If I had to make a list of life shaping events, no doubt two moments from February 2010 would be somewhere near the top. The first was the day we found out Brittany was pregnant with Reid. The second was the next day: we moved out of our apartment and into our first home, which we still live in today. These two days were some of the most exciting and joyful days of my life. I’m sure these events could bring to mind other words to use besides the combination of exciting and life shaping. “Sure these are big events, but life shaping? They seem rather normal to me.” Precisely. These events were life shaping and exciting because these two days were the days I settled. They were exciting at the time but it’s upon reflection that I realize the importance they have had in my life. It wasn’t the act of buying a house as opposed to living in an apartment that was settling, but the commitment that I had made at that point to settle in for the long haul. Before this, I had been in school for 25 straight years. We had been married only four years and we were making our third move and we had no children. I traveled often on weekends, stayed out late and up late with friends, spent money only on myself and had deep thoughts about changing the world in the near future. I had to make it somewhere, because if I could make somewhere I could make it anywhere.
The future is bright for a seminary graduate with a lovely wife and lots of big dreams. Though seemingly unbeknownst to me, I made some decisions that altered all my thoughts about changing the world. I say unbeknownst because I thought I made the decision to have a child and buy a house, but what I had really made the decision to do was to lay down roots. I decided to settle. Not settle and give up my desires, future and happiness, but to settle in to an adult life of regularity, normalcy and the ordinary. I gave up my options and freedom to settle into a life of regularity which ironically has brought me more freedom and happiness than I could have ever known. That’s the great thing about the good life and settling down. You lose some of your life but you also gain your life. I went from wanting to change the world in important places and ways, to realizing that more world changing happens daily in my house than I ever thought possible. Daily times of reading, prayer, meals, baseball throwing and hitting, playing with toys animals, trips to the zoo, cleaning the house, making a budget, shopping for kids clothes, trying new recipes, and talking in bed or early in the morning while the kids sleep is changing the world because there are fives lives being formed and shaped in these moments: not so much in each individual moment but through their regularity and quantity. Not because they are family date nights but because they are Tuesday and Wednesday. I don’t need to give them another name or have big plans for these days because we want to make them special. They are special and great because they are days. God created days. He calls them days and gives us tasks to do each day. That’s a wonderful gift to be enjoyed and no need for me to try and make more than God created it to be. By enjoying it for what it is, I am doing as God said, which has eternal implications for my family and myself. To say that doesn’t contribute to changing the world is to miss much of why God created us.

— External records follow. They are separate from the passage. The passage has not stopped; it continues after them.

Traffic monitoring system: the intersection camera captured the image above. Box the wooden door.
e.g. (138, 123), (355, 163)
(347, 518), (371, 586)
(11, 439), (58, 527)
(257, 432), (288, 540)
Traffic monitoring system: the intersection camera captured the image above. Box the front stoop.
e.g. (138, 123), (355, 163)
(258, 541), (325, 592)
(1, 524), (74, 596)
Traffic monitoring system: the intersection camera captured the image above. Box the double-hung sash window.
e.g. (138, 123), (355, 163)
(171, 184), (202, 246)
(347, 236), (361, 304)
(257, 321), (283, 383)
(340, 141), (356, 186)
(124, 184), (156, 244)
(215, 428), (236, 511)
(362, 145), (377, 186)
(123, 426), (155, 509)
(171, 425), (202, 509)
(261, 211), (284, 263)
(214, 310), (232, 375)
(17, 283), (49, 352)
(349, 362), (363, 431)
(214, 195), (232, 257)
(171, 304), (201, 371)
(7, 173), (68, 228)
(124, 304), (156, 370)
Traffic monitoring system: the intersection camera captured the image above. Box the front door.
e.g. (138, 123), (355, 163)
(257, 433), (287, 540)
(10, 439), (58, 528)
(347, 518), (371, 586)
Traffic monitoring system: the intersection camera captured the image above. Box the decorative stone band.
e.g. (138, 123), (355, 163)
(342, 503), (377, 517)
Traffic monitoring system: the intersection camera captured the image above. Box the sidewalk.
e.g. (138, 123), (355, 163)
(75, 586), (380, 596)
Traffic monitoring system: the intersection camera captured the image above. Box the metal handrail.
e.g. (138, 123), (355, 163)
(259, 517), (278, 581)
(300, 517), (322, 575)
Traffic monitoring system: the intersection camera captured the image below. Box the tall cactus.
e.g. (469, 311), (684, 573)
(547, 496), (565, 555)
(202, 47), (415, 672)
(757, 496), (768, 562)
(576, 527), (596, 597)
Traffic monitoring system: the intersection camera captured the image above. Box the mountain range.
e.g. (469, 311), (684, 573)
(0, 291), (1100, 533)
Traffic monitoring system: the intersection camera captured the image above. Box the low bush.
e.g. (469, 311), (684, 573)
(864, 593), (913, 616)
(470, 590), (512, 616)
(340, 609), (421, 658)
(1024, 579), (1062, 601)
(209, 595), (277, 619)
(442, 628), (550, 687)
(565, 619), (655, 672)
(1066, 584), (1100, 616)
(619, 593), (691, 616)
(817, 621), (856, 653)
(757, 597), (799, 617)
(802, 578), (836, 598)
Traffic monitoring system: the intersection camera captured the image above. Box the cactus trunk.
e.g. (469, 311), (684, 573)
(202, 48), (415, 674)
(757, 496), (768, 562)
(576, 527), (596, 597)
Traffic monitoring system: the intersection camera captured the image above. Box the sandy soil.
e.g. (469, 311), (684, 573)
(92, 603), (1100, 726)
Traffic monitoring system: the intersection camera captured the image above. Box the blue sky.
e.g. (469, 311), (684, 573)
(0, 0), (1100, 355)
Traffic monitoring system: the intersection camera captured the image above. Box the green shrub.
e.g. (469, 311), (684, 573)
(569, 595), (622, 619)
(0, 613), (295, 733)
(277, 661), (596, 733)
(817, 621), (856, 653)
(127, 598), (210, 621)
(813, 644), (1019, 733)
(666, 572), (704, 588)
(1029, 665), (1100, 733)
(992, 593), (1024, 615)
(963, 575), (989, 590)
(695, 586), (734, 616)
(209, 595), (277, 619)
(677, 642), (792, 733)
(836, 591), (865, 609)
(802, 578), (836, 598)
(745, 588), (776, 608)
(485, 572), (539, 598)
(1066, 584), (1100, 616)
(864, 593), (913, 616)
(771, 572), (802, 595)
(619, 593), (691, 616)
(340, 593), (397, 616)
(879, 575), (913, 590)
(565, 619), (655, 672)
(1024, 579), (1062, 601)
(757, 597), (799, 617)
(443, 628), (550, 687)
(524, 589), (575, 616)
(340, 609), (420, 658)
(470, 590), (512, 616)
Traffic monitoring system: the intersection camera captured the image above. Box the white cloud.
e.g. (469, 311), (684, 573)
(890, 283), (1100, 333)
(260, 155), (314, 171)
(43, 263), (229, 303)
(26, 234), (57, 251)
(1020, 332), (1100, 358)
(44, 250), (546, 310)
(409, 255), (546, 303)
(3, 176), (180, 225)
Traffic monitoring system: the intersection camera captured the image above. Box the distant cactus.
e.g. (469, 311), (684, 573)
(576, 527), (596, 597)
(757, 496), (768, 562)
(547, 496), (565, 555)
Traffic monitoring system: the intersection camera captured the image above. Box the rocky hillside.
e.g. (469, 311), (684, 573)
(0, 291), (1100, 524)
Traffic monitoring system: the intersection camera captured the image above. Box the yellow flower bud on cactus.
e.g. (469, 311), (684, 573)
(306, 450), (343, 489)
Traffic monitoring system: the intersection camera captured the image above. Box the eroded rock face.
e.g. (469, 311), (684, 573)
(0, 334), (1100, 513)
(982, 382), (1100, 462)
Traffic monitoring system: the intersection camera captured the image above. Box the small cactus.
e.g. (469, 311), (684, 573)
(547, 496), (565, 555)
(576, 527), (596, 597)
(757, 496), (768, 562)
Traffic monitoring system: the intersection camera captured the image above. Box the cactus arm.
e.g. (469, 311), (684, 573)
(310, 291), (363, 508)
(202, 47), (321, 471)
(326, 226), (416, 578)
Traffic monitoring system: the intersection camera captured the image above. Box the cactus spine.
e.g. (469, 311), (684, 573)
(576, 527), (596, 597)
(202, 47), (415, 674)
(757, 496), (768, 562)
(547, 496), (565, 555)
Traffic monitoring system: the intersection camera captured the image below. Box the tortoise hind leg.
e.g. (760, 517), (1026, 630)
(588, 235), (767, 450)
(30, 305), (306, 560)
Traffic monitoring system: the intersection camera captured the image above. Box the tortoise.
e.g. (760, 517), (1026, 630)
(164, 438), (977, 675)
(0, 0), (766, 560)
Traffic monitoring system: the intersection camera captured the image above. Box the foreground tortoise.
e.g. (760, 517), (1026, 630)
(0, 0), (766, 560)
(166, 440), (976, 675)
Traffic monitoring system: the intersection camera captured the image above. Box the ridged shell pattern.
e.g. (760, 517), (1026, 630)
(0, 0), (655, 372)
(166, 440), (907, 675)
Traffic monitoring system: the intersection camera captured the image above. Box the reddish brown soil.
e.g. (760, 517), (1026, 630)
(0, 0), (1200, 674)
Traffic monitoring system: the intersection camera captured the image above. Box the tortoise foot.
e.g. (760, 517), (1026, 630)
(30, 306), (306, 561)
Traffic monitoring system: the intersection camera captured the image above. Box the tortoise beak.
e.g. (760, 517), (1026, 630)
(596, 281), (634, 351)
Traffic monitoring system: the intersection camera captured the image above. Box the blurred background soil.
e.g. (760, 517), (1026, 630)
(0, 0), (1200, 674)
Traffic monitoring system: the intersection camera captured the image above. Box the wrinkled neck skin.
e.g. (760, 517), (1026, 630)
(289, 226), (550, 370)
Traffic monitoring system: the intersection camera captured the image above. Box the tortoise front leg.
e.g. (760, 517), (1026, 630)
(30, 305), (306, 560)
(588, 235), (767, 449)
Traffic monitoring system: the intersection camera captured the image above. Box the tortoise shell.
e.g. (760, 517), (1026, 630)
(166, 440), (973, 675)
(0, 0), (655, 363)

In trying to take dominion or to make an impact, we can miss the command to enjoy all that God has made. From a grand narrative point of view, taking dominion, which is to say taking all of the natural resources and creativity of the world and using them to build a society is astonishing task that God has given. But like most things in life, the ground level view is entirely different. Taking dominion for an individual is filled with lots of small, ordinary and monotonous work. Filling the earth with seven billion people requires two people committing their lives soley to each other and having children, which if they are so blessed by God will be on a really high end ten people. That’s our contribution to filling the earth: out of the billions here and that have existed God has seen fit to use me to bring three into world and hopefully even more! But how blessed am I in that? How blessed am I that I have the privilege to give and spend my life with this one person? How blessed am I that out of the billions that have lived and will live, God would grant me these three children to give and spend my life with? My hands are so filled with blessing, responsibility and joy that I wonder if I really knew how blessed I am if I could take anymore.
My desires for change in the world and for my life to be used in that process haven’t changed a bit. What has changed is that I now have the freedom to do so within the boundaries that God has given me. By settling down, my freedom and desires have only increased, but I have an actual place to make an impact and faces to go along with it. The place is my home and my small Mississippi town. Before settling, there were no faces to the people I wanted to help. Now I see them everyday in my home. I read with them and to them. I take walks with them. I talk about deep and important things. I do normal and monotonous things. I have fun and laugh. I see growth and maturity. I know failure, frustration and sadness. I know what the travails and joys of life are because I’m settled. I can’t run from them because I’m settled. I have to prepare and deal with them because I’m settled. I’m glad I settled down and I’m thankful for the ordinary things life.